Hands-free systems, whether on your phone or in your car, aren't officially regulated or tested. That's a problem, because when voice-activated systems don't work well, they can be more distracting than picking up a phone, studies show.
"No one's minding the store," says David Strayer, a University of Utah cognitive neurologist. "I think ultimately, having guidelines or standards would make sense – there's nothing along those lines now."
In two studies released in October, Strayer's team measured how much brain power it takes to drive using Apple's Siri and voice-activated infotainment systems from Chevrolet, Chrysler, Ford, Hyundai and Mercedes.
The systems were rigged so drivers didn't have to take their eyes off the road or their hands off the wheel – so there was no fumbling with a phone on the passenger seat – but the worst systems still were more distracting than using a hand-held device.
"We checked Siri in sending text messages, making calls, looking for directions and posting to Facebook and it was horrible," Strayer says. "When we tested using a driving simulator, we had three crashes with all the systems – two of the three happened with Siri."
On a scale from 1-to-5 – 1 is no distraction and 5 is doing a complex math problem – Siri fared the worst, at 4.14. Compared to that, a radio was 1.21, talking on hands-free phone was 2.27, talking to a a passenger was 2.33, and talking on a handheld phone was 2.45.
"Hands-free isn't brain-free," Strayer said. "Everyone's been focusing on keeping eyes on the road and the industry has moved to hands-free without formal evaluation."
Once systems start making errors – one actually called 911 accidentally – drivers get frustrated and they can't focus properly on driving, Strayer says. "You see videos of drivers swearing at these systems and when they're that upset and frustrated, you start seeing crashes."
Strayer's team didn't test other GPS apps or hands-free systems on other smart phone platforms, like Android.

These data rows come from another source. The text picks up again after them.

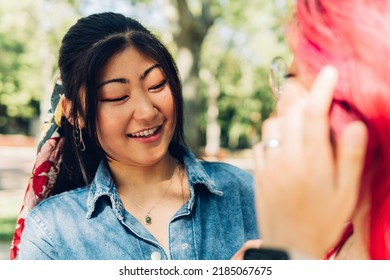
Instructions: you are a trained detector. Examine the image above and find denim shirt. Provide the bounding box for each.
[18,146,259,260]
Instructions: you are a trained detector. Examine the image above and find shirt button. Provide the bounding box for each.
[150,252,161,260]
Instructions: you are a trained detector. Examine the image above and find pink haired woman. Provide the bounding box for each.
[254,0,390,259]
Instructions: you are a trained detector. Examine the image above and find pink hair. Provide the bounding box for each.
[288,0,390,259]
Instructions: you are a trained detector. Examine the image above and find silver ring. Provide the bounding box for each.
[263,138,280,150]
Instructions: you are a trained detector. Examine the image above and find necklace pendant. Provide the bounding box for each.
[145,215,152,225]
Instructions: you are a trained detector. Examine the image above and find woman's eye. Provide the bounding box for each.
[284,72,297,79]
[100,95,128,102]
[149,80,167,92]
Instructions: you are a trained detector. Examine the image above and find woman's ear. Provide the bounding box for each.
[60,97,85,129]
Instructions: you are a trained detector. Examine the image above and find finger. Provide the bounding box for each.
[303,66,338,157]
[261,118,283,158]
[337,121,368,218]
[276,80,309,116]
[231,239,262,260]
[309,65,338,116]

In Canada, the provinces regulate distracted-driving laws. And those laws generally allow hands-free use of apps and devices.
Transport Canada does not regulate apps, built-in infotainment and navigation systems and stand-alone GPS devices. In the United States, the National Highway Traffic Safety Administration has voluntary guidelines for dashboard systems. It's working on guidelines for cellphones and voice-activated systems.
Strayer says, since there are no mandatory requirements, the safety of hands-free systems may not have been tested by manufacturers and designers.
"Some manufacturers have people who test these things and they've been pretty successful, so it's not an unsolvable problem," he says. "But with others, it's not clear that there's usability testing – don't assume that the technology has been vetted even within their own safety groups."
Before Strayer's latest studies, we were looking into industry testing specifically around distraction and Siri and GPS apps for smartphones. Globe Drive contacted Apple, Google, TomTom and Garmin over the past few months with questions about accuracy of voice commands and accuracy of directions. TomTom said it wouldn't comment. Google sent an e-mail statement that said it "encourage(s) users to follow local laws, be observant of driving conditions, stay attentive, and use their best judgment while driving." Apple sent an e-mail statement describing Siri's Eyes Free and Apple's Car Play.
When it comes to GPS, whether it's a phone app or a separate system, it's safest to program it before you're driving, Strayer says. "None (is) really easy to use or appropriate to use while you're driving your car," he says.
Even the most accurate GPS apps and systems still require critical thinking and awareness of the road around you, he says.
"Every year, you hear stories of people following it blindly onto roads that go nowhere or turning off bridges – we don't critically evaluate the turn-by-turn-information," he says. "When the GPS says to get in the left lane now, people just do it without shoulder checking or looking in their mirrors – and accidents happen."